After the Holocaust there was a chance to do that, not only in Germany but throughout the western world. We could have let that political moment galvanise us into transforming into a just, compassionate, peaceful civilisation, so firmly against racism, inequality and abuse that the seeds of any future Holocausts would immediately fail to take root. Instead we decided to set up a Zionist apartheid state and help it kill anyone it wants.
We could have expunged those forces within us that gave rise to the Holocaust, but instead we just redirected them and gave them a different job. We got rid of the Nazi Party, but we didn’t get rid of the soil within ourselves which allowed the seeds of Nazism to find purchase. We took the Third Reich out of Germany, but we didn’t take the Third Reich out of the Germans.

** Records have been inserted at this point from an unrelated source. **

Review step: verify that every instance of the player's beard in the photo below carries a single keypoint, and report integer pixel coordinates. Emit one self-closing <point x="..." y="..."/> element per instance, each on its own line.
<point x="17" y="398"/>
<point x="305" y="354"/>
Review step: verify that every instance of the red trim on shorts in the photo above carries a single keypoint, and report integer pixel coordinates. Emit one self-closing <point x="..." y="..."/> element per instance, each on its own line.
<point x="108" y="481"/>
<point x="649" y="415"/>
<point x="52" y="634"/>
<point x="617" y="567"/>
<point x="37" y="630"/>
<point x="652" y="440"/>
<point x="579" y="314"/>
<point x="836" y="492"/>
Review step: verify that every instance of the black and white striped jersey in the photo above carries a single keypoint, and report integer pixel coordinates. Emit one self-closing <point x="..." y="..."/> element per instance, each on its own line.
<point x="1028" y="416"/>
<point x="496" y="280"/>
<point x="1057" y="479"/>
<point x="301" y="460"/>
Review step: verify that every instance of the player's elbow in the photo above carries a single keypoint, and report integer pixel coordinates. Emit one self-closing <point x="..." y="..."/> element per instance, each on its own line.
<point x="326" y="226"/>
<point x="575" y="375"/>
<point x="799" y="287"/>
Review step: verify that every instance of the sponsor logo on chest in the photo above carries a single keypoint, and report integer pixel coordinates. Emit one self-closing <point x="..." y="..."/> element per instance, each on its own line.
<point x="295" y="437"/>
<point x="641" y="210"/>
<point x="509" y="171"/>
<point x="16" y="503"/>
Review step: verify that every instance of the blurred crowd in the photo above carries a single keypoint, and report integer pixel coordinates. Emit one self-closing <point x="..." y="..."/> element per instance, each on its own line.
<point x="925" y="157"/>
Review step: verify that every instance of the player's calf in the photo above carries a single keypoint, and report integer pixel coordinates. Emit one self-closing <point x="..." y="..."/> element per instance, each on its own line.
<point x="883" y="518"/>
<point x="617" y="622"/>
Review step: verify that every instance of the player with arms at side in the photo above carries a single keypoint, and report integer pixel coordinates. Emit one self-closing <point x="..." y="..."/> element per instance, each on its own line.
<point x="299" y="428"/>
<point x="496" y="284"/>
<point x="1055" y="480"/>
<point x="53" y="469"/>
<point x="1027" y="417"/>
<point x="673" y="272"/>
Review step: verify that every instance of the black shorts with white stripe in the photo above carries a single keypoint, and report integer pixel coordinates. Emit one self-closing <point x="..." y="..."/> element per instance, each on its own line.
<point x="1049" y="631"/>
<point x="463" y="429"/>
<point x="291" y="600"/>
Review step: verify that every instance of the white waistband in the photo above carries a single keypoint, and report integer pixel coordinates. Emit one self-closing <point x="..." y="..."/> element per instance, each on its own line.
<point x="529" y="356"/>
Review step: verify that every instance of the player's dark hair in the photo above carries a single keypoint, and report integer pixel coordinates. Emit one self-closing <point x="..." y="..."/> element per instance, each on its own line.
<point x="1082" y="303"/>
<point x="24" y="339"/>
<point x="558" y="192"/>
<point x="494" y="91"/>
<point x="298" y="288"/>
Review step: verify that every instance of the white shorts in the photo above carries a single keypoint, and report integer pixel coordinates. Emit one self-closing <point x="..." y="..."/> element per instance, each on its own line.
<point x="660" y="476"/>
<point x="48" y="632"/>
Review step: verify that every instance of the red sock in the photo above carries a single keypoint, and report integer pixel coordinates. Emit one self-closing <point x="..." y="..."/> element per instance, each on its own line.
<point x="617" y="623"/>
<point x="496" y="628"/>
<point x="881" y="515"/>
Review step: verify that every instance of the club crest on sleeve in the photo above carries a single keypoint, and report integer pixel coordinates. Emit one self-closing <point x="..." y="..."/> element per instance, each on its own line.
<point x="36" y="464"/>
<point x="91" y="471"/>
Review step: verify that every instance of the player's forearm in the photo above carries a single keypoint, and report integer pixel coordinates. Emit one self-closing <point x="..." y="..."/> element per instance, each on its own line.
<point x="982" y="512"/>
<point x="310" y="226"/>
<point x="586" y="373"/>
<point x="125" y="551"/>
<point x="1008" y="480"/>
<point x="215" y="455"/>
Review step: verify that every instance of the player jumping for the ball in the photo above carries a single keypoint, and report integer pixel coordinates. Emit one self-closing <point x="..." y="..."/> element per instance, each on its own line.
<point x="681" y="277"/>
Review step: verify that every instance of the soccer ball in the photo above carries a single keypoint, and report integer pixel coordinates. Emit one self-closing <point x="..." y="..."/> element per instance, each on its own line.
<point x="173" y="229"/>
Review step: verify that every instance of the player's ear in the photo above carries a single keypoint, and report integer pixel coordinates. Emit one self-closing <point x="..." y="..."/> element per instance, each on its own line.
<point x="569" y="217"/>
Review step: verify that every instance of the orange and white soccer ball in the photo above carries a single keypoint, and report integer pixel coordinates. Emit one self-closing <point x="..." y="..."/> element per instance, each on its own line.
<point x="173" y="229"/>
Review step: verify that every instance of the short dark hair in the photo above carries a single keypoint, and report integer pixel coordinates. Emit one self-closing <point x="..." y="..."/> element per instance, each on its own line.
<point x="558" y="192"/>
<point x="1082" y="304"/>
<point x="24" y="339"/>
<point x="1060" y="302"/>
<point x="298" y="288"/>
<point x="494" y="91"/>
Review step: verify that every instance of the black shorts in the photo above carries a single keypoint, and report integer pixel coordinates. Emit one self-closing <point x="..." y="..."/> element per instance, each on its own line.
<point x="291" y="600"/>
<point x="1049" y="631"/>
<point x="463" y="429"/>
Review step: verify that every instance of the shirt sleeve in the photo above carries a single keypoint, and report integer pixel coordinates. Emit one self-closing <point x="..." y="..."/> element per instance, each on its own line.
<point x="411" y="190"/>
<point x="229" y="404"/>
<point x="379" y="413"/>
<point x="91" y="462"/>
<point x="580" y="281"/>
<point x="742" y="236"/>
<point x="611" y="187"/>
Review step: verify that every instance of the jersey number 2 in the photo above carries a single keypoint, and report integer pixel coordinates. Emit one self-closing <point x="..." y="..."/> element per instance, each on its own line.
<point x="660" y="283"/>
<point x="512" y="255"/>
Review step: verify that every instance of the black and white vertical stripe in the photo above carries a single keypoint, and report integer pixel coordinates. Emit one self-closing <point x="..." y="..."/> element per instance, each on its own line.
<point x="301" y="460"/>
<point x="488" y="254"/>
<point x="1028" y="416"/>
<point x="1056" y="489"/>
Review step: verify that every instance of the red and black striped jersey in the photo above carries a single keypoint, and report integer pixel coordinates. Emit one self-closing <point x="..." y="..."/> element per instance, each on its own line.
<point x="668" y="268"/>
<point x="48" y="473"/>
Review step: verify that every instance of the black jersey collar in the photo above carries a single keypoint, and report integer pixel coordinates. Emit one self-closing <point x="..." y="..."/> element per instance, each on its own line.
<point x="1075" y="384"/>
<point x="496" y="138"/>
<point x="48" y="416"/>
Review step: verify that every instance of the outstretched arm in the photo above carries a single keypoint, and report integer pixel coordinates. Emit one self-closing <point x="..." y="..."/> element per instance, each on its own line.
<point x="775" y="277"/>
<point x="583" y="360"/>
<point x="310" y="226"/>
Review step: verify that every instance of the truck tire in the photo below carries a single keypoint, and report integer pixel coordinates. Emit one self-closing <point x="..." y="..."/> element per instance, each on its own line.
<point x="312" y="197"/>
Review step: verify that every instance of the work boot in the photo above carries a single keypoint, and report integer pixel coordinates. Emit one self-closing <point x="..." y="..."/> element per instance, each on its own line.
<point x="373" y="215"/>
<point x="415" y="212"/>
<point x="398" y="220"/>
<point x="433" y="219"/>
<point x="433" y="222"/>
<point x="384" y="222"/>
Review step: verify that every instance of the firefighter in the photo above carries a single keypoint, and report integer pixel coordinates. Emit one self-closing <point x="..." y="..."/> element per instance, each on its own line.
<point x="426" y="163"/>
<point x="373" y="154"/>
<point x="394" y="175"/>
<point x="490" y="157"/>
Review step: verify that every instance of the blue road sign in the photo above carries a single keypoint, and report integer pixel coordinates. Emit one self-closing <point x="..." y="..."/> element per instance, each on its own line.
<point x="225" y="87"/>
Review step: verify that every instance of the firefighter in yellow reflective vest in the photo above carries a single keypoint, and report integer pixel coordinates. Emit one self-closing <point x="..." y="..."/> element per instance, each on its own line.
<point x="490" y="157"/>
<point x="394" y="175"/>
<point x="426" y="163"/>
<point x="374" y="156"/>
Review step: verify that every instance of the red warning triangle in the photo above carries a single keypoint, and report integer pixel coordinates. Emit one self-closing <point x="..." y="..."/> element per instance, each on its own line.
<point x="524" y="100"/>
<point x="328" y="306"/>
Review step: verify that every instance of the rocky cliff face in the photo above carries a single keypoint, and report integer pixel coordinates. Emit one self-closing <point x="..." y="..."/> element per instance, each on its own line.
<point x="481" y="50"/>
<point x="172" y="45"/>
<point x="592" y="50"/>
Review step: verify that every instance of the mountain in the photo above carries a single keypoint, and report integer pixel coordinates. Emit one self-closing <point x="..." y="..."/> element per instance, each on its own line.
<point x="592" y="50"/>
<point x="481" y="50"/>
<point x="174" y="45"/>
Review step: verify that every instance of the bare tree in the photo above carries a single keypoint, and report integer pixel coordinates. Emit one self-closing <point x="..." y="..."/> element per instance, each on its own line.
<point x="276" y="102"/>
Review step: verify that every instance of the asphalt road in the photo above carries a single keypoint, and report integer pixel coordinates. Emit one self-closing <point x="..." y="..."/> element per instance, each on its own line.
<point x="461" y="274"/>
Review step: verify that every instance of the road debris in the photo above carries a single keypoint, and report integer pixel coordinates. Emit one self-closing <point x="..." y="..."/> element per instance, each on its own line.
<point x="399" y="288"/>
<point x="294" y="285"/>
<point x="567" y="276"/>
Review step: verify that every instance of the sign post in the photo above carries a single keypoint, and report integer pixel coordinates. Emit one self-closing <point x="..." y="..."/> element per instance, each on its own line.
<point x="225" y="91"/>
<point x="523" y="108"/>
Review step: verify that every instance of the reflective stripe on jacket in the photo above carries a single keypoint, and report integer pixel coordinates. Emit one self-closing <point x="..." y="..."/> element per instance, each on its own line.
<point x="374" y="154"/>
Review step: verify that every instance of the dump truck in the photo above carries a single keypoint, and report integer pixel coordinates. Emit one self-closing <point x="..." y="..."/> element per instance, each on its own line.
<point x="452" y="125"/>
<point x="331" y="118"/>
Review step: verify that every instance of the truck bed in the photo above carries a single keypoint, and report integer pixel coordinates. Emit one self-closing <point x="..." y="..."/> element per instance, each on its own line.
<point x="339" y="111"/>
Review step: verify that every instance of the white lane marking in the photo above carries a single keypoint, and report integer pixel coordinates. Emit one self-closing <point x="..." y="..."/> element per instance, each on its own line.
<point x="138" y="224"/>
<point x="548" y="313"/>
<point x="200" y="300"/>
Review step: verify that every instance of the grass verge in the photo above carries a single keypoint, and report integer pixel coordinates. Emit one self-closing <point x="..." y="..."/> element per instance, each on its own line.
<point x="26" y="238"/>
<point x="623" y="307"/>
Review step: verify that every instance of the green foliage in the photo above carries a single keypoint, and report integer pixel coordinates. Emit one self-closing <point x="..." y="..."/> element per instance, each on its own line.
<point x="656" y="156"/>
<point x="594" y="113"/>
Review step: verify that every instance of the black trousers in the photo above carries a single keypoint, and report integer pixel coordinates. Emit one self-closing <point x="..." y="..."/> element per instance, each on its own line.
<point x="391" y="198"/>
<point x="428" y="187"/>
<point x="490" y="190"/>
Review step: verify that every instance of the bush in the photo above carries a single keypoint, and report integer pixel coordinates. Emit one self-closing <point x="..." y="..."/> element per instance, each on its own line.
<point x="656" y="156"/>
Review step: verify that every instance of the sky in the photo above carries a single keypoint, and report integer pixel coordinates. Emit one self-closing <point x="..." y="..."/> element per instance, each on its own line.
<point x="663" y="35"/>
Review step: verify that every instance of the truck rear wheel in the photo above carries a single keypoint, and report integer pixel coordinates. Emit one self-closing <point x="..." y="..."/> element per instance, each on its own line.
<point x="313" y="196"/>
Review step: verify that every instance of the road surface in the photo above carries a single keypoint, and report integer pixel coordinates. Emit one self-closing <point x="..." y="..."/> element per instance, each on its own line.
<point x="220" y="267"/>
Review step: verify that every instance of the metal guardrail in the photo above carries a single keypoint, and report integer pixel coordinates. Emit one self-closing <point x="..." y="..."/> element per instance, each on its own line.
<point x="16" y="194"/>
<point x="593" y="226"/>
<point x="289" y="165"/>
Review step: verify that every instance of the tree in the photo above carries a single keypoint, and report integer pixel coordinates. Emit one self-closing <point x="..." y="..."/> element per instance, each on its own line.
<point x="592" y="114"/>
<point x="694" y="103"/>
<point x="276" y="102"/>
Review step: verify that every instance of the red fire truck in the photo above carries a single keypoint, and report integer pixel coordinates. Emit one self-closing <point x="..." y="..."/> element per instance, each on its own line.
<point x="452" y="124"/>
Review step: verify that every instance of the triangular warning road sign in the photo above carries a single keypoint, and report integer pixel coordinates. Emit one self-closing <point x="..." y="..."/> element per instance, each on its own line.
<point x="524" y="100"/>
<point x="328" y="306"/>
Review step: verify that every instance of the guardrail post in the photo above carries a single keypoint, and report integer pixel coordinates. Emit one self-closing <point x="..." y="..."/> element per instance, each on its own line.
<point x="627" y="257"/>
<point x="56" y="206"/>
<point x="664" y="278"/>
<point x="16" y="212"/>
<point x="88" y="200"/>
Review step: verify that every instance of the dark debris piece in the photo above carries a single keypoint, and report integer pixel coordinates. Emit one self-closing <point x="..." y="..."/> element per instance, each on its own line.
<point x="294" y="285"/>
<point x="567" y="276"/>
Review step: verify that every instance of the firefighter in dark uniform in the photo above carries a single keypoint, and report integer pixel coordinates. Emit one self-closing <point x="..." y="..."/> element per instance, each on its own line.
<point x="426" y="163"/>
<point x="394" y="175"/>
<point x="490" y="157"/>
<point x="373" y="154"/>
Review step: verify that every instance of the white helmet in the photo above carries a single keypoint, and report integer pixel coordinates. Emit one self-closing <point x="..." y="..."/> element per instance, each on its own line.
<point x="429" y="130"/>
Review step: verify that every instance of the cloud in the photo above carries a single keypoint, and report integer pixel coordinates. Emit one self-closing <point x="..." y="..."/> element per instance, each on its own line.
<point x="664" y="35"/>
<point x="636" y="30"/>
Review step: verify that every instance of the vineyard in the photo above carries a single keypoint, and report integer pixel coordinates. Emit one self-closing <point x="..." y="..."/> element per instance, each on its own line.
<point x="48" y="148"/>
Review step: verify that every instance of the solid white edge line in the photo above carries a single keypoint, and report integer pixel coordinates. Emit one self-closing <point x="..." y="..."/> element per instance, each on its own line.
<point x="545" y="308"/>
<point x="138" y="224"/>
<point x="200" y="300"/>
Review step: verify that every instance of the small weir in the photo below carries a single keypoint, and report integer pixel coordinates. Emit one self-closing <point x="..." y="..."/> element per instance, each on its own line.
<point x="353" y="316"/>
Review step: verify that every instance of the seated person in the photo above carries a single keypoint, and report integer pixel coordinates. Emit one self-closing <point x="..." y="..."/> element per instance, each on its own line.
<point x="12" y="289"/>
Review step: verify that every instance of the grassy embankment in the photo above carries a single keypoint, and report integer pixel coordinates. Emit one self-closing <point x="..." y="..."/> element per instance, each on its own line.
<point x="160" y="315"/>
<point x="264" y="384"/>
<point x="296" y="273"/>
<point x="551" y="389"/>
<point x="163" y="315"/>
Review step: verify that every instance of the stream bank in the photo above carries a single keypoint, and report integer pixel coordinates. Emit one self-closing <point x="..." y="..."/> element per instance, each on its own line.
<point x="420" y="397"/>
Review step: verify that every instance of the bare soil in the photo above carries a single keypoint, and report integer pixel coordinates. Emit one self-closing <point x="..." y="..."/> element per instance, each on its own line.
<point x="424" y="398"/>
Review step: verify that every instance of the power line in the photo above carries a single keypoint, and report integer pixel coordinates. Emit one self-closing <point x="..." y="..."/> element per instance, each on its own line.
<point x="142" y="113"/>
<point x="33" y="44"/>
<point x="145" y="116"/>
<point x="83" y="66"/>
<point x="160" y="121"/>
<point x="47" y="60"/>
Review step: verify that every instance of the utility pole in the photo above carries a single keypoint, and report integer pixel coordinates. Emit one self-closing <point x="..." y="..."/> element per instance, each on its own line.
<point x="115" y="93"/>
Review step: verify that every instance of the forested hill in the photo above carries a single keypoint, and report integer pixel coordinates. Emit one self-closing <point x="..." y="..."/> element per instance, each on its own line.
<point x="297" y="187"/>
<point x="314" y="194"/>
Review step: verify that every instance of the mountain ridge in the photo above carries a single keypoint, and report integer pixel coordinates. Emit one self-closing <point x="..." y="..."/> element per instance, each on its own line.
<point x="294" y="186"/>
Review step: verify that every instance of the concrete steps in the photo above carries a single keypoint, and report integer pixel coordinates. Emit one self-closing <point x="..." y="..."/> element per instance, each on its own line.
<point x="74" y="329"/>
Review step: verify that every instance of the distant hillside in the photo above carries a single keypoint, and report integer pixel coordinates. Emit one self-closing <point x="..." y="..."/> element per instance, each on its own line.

If we are to survive on this planet, we’re going to have to learn how to coexist peacefully with each other. These mental disorders of competition and domination have placed us on the brink of annihilation by nuclear war or environmental collapse. We can’t keep doing this anymore.
If humanity is to survive, it needs to transform. It won’t be enough to end the genocide in Gaza, we’ve got to uproot the things within ourselves which can give rise to genocide. We all live on land that was taken from other civilisations— many, like those of us here in Australia, much more recently than people in other parts of the world. We need to find a way to abandon such impulses and leave them in the dustbin of history for something healthier if we are to keep living in this world.
We’ve got to end the genocide, and we’ve got to purge genocide from the very marrow of our bones. We’ve got to get rid of everything in our society, in our governments, and in ourselves which could ever give rise to genocidal atrocities again.
We’ve got to become a kind and caring people. We’ve got to abandon the competition-based systems which drive human behaviour in favour of collaboration-based ones which allow us to work together with each other and with our ecosystem for the common good of all beings. And we’ve got to get rid of anything within ourselves which stands in the way of this.